Lauded in its time, today it reads more hopelessly dated than Star Trek’s “Way to Eden” (Yaaaay, brother!) and is as earth-shakingly controversial as frosting Mini-Wheats on only one side.

Citizen Kane

This guy nobody liked died and nobody missed him. Someone he never met gave him a truckload of money for no apparent reason when he was just a little kid with a sled. He blew all the loot on tacky statues no one could see, singing lessons for some bar girl who couldn’t hold a note, and a newspaper that pissed everyone off all the time. He ran for mayor and lost. He wrote a list of principles that he violated one at a time. And his last word, “Rosebud,” was… Oh fuck it. It really wasn’t that important.

Truman Show

Some guy’s whole life is a tv show, he figures it out and he leaves for the real world where a surely much more interesting movie would be taking place had they bothered to show us that.

Moby Dick

Gloomy young man named Ishmael seeks adventure on whaling ship. Finds weird roommate. Picks out Pequod ad on Craigslist. Receives symbolic warning (“You’ll be sorrry!”), ignores it. Captain turns out to be weird. Embarks on weird voyage. Captain gets even weirder. Ishmael discovers sensual delights of whale parts. Captain enters state of ultra-weirdness. A weird fish appears. Attempts are made to capture fish, who has another agenda. Nearly everybody dies, with the unfortunate exception of the exceptionally boring narrator, without whom we would not have wasted many hours trying to explain symbolism.

Fahrenheit 451.

Society: Burning books is great! It’s totally fun, and a great thing to do! Yay burning books! There shouldn’t be any books! Thank God that unexplained event happened that led inexplicably to this dystopia where we all know how great burning all books is!
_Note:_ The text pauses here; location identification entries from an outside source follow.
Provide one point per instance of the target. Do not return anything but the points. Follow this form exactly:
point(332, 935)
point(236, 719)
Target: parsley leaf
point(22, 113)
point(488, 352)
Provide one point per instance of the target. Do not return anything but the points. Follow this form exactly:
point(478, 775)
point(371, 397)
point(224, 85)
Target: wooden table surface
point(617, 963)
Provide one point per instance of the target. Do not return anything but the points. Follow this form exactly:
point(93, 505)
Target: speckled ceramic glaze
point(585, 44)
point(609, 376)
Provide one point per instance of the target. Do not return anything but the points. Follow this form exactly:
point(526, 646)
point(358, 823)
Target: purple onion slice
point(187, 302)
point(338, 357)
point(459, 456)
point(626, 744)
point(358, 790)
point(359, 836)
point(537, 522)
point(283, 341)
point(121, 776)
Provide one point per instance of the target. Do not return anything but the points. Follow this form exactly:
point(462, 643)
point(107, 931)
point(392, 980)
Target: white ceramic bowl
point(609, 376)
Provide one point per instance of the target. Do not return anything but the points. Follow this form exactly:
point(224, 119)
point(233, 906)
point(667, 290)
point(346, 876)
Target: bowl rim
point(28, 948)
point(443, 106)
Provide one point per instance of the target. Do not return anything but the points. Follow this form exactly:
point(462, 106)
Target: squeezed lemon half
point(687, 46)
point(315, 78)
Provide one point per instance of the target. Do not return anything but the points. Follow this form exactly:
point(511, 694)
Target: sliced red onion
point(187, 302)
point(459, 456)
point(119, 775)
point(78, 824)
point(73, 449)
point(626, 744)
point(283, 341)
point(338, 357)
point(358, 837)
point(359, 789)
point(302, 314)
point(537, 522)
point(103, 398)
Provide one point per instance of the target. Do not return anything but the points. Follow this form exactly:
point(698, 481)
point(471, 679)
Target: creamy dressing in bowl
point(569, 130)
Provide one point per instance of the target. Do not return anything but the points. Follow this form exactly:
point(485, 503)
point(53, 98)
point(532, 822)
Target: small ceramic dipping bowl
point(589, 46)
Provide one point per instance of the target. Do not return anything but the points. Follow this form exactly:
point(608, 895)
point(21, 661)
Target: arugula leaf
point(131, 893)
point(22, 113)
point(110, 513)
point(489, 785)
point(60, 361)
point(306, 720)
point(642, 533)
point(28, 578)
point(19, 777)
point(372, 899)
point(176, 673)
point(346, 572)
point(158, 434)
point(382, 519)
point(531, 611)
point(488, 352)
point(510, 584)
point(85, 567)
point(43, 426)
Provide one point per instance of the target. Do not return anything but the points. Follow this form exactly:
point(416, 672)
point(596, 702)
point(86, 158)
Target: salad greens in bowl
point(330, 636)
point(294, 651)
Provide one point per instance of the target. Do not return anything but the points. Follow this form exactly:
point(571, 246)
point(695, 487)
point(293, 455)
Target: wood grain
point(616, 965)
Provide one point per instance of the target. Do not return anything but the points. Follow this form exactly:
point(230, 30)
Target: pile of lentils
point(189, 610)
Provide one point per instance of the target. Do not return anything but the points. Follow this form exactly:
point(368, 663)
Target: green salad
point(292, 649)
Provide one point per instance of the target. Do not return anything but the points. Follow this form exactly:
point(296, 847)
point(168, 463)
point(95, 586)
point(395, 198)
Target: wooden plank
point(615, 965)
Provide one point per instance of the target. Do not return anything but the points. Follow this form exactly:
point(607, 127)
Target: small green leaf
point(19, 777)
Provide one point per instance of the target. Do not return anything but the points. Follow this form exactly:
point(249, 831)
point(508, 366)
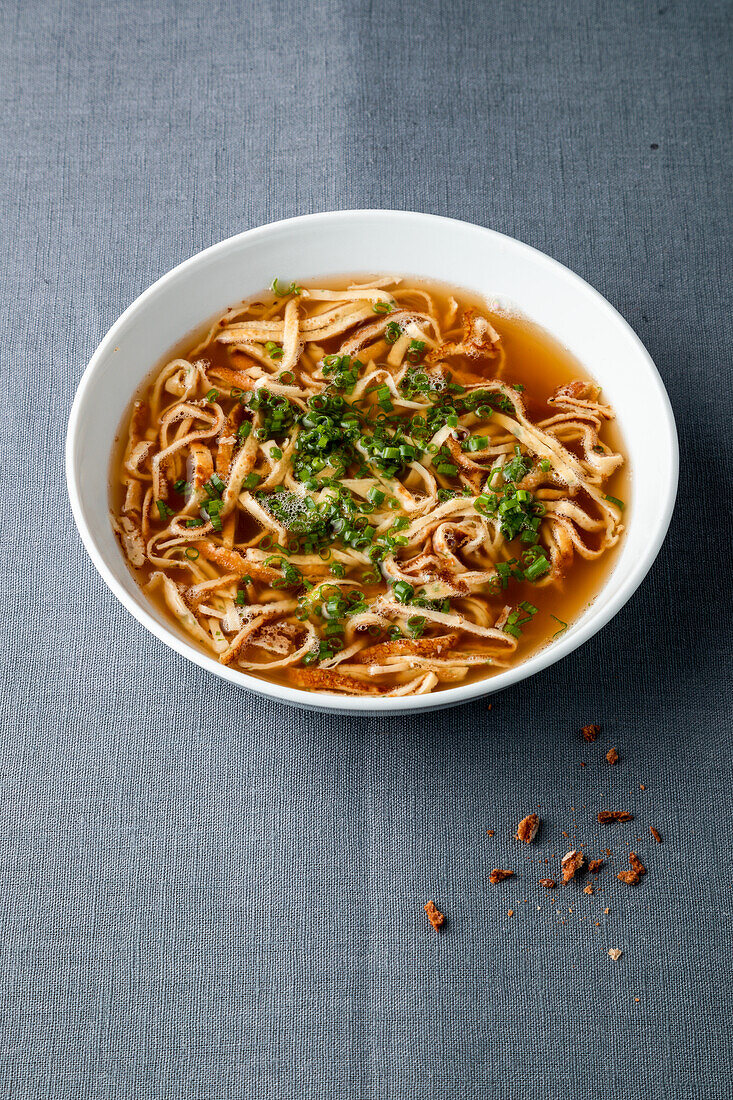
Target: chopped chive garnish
point(537, 569)
point(282, 292)
point(403, 591)
point(273, 350)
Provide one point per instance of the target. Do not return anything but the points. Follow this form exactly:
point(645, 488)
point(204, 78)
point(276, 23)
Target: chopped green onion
point(403, 591)
point(537, 569)
point(273, 350)
point(282, 292)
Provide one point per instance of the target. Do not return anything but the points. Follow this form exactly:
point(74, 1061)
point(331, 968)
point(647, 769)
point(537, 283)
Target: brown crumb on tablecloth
point(631, 878)
point(636, 864)
point(605, 816)
point(571, 864)
point(435, 916)
point(527, 828)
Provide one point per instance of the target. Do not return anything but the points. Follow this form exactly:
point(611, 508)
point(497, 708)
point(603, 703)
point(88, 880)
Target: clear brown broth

Fireman, who somehow got this job as a person who burns books: I wonder if burning books might be bad?

His boss: You’re in trouble!

Fireman: (successfully flees, outwitting a robot dog who’s fooled by the old ‘jump in the river and lose his scent’ bit)

Blade Runner

He’s a replicant too you fools!

Star Wars:

Whiny farmboy, military deserter, and smarmy crook help a paramilitary group commit treason.

Dr. Jekyll and Mr. Hyde

Utterson: I can’t figure out why Jekyll puts up with this Hyde fellow.
Dr. Lanyon: I saw Hyde turn into Jekyll.
Dr. Jekyll: Yep. I’m Mr. Hyde.
Utterson: You coulda said something.

Wait…who’s the deserter?

Lord of the Rings:

A group of heroes try to destroy a magical ring to stop the forces of evil from taking over the world, but enough about that, let me spend the next couple of dozen pages to describe this lovely swamp.

Obi-Wan. A stretch, to be sure, especially considering the later movies, but, Leah and Obi-Wan’s commentary about his history both suggest a deserter.

(And, yes, he had reason to desert, but the point is being disrespectful, not fair.)

Han Solo would be, but then isn’t he the smarmy crook?

Much of F. Scott Fitzgerald’s work:

Beautifully written observations which turn out to be largely wrong wrong wrong.